Design transparent packages, courses and points that support continuity without hiding conditions or sacrificing margin.

The situation

Illustrative scenario: Lucia buys a ten-session course in January. She no longer has to make a new purchase decision before every session; instead, she follows the schedule agreed for the treatment. The centre receives payment in advance and must now manage the balance, availability, expiry and service delivery clearly. Prepayment can support commitment, but only when the product is transparent and operationally sound.

Prepayment changes the decision — and creates a duty

A package turns repeated purchase decisions into one planned commitment. It also creates an obligation for the centre: every session, condition, refund rule and expiry date must be easy to understand and accurately recorded.

The common mistake: using one-off discounts as a loyalty strategy

A one-off discount may prompt a visit, but it does not automatically create a reason to continue. A well-designed package links visits to a suitable treatment plan and gives the client a clear view of what they bought. The objective is not to lock anyone in. It is to make continuity easier while protecting trust and margin.

The method: four rules for a responsible package

The best package is not simply the cheapest. It is the one whose value, delivery and conditions make sense for both client and centre.

  • Anchor rule: build the package around a treatment with a genuine repeat protocol, then add only complementary services that improve the client journey.
  • Margin rule: model the real delivery cost before setting any client advantage. Test relevant additions before using an automatic cash discount, and verify the numbers against your own centre’s costs and margin.
  • Visible-balance rule: show the client how many sessions or credits remain after every visit. The record must be equally clear to the client and the team.
  • Clear-expiry rule: set a reasonable validity period that matches the service and local consumer rules, and explain it before payment. Expiry must never be hidden in small print.

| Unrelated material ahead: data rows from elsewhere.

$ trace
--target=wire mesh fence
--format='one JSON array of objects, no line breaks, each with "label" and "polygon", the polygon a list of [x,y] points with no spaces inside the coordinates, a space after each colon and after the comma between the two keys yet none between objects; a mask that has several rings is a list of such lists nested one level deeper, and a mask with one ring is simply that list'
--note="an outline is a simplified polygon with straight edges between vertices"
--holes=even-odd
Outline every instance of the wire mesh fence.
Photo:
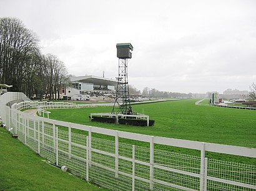
[{"label": "wire mesh fence", "polygon": [[[21,141],[50,163],[66,166],[71,173],[110,190],[256,190],[256,165],[205,158],[205,151],[218,152],[219,146],[214,144],[78,125],[1,106],[8,128]],[[99,133],[107,138],[94,136]],[[149,146],[122,142],[121,138]],[[200,150],[201,157],[156,149],[154,144]],[[221,147],[222,153],[256,157],[255,149]]]}]

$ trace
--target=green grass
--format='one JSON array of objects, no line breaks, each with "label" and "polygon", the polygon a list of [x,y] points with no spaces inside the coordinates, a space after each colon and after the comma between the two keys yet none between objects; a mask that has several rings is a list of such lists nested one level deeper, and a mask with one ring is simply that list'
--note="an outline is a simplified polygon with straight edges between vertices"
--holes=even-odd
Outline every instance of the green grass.
[{"label": "green grass", "polygon": [[[256,147],[256,112],[250,110],[207,107],[195,105],[196,100],[134,105],[133,110],[148,114],[155,121],[152,127],[140,127],[115,124],[91,122],[91,113],[109,113],[112,107],[96,107],[81,109],[51,109],[51,119],[87,124],[93,126],[132,132],[152,136],[212,142],[222,144]],[[96,137],[110,139],[102,135]],[[112,138],[113,139],[113,138]],[[114,139],[113,139],[114,140]],[[121,139],[121,142],[141,144],[135,141]],[[148,146],[147,144],[143,146]],[[187,151],[181,148],[170,148],[165,146],[155,146],[157,149],[200,155],[197,151]],[[220,154],[209,153],[215,159],[232,160],[235,162],[247,161],[256,164],[255,159],[232,157]]]},{"label": "green grass", "polygon": [[0,128],[1,190],[104,190],[44,162]]},{"label": "green grass", "polygon": [[237,106],[237,107],[247,107],[247,106],[246,105],[244,105],[240,103],[228,103],[227,105],[231,106]]},{"label": "green grass", "polygon": [[91,122],[91,113],[111,107],[51,109],[50,118],[119,131],[207,142],[256,147],[256,112],[195,105],[194,100],[133,106],[133,110],[155,121],[152,127]]}]

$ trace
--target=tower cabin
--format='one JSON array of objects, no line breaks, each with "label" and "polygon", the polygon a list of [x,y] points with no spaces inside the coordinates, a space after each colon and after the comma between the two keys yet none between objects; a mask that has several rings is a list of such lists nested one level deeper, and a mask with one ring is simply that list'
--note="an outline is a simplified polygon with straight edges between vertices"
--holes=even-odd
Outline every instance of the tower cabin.
[{"label": "tower cabin", "polygon": [[116,48],[117,50],[117,58],[121,59],[126,59],[132,58],[132,52],[134,50],[130,43],[117,44]]},{"label": "tower cabin", "polygon": [[0,95],[2,95],[7,91],[7,88],[12,87],[12,85],[7,84],[0,84]]}]

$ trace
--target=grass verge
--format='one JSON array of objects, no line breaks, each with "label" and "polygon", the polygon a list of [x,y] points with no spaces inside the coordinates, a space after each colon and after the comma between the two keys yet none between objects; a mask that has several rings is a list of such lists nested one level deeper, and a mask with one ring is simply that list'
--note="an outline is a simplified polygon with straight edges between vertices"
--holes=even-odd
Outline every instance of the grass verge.
[{"label": "grass verge", "polygon": [[0,128],[1,190],[104,190],[49,165]]}]

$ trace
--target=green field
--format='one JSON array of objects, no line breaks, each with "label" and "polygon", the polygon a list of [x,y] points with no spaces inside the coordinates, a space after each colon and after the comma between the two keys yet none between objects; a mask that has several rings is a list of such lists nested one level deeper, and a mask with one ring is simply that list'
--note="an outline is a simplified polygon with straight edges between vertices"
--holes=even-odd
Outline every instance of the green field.
[{"label": "green field", "polygon": [[111,107],[51,109],[50,118],[119,131],[256,147],[256,112],[195,105],[195,100],[133,106],[133,110],[155,121],[152,127],[91,122],[91,113],[111,112]]},{"label": "green field", "polygon": [[[91,113],[109,113],[112,107],[51,109],[52,119],[118,131],[205,142],[256,147],[256,112],[250,110],[195,105],[196,100],[164,101],[133,106],[133,110],[155,120],[152,127],[91,122]],[[94,134],[93,136],[114,140]],[[121,139],[120,142],[149,146],[148,144]],[[155,145],[156,149],[200,156],[199,151]],[[256,159],[207,152],[209,158],[256,164]]]},{"label": "green field", "polygon": [[62,172],[0,128],[1,190],[104,190]]}]

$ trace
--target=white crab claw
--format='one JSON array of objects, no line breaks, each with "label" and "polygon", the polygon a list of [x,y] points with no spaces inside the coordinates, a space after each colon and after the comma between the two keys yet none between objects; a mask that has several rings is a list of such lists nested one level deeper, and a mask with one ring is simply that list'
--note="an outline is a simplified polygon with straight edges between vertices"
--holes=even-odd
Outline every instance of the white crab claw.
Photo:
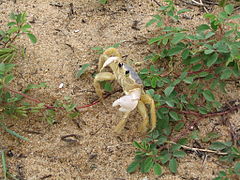
[{"label": "white crab claw", "polygon": [[108,58],[105,63],[103,64],[102,68],[100,69],[100,72],[106,67],[108,66],[109,64],[111,64],[113,61],[116,61],[119,57],[110,57]]},{"label": "white crab claw", "polygon": [[130,112],[134,110],[138,104],[138,101],[140,99],[141,90],[136,89],[132,91],[130,94],[122,96],[121,98],[117,99],[113,102],[112,106],[121,106],[119,108],[119,111],[122,112]]}]

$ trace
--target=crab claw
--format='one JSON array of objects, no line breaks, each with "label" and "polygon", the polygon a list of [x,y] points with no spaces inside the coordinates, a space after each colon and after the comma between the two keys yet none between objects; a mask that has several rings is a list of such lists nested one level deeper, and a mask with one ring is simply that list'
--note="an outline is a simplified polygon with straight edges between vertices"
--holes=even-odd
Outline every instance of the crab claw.
[{"label": "crab claw", "polygon": [[103,64],[102,68],[100,69],[100,72],[107,67],[109,64],[111,64],[113,61],[116,61],[119,57],[110,57],[108,58],[105,63]]},{"label": "crab claw", "polygon": [[129,93],[128,95],[125,95],[117,99],[116,101],[114,101],[112,106],[115,107],[119,105],[121,106],[119,108],[119,111],[130,112],[136,108],[138,101],[140,99],[140,95],[141,95],[141,90],[136,89],[131,93]]}]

✎ Practical exercise · Draft your first package (20 min)

  1. 1Choose one repeat treatment and draft a package using the four rules: contents, price, client value, delivery cost and validity.
  2. 2Draft one simple points tier for a defined client segment. Use illustrative mechanics only — for example, one point per currency unit and a relevant reward at a stated threshold — then model the cost before launch.
  3. 3Show the draft and full conditions to three established clients. Ask what is clear, what feels useful and what creates hesitation before deciding whether to pilot it.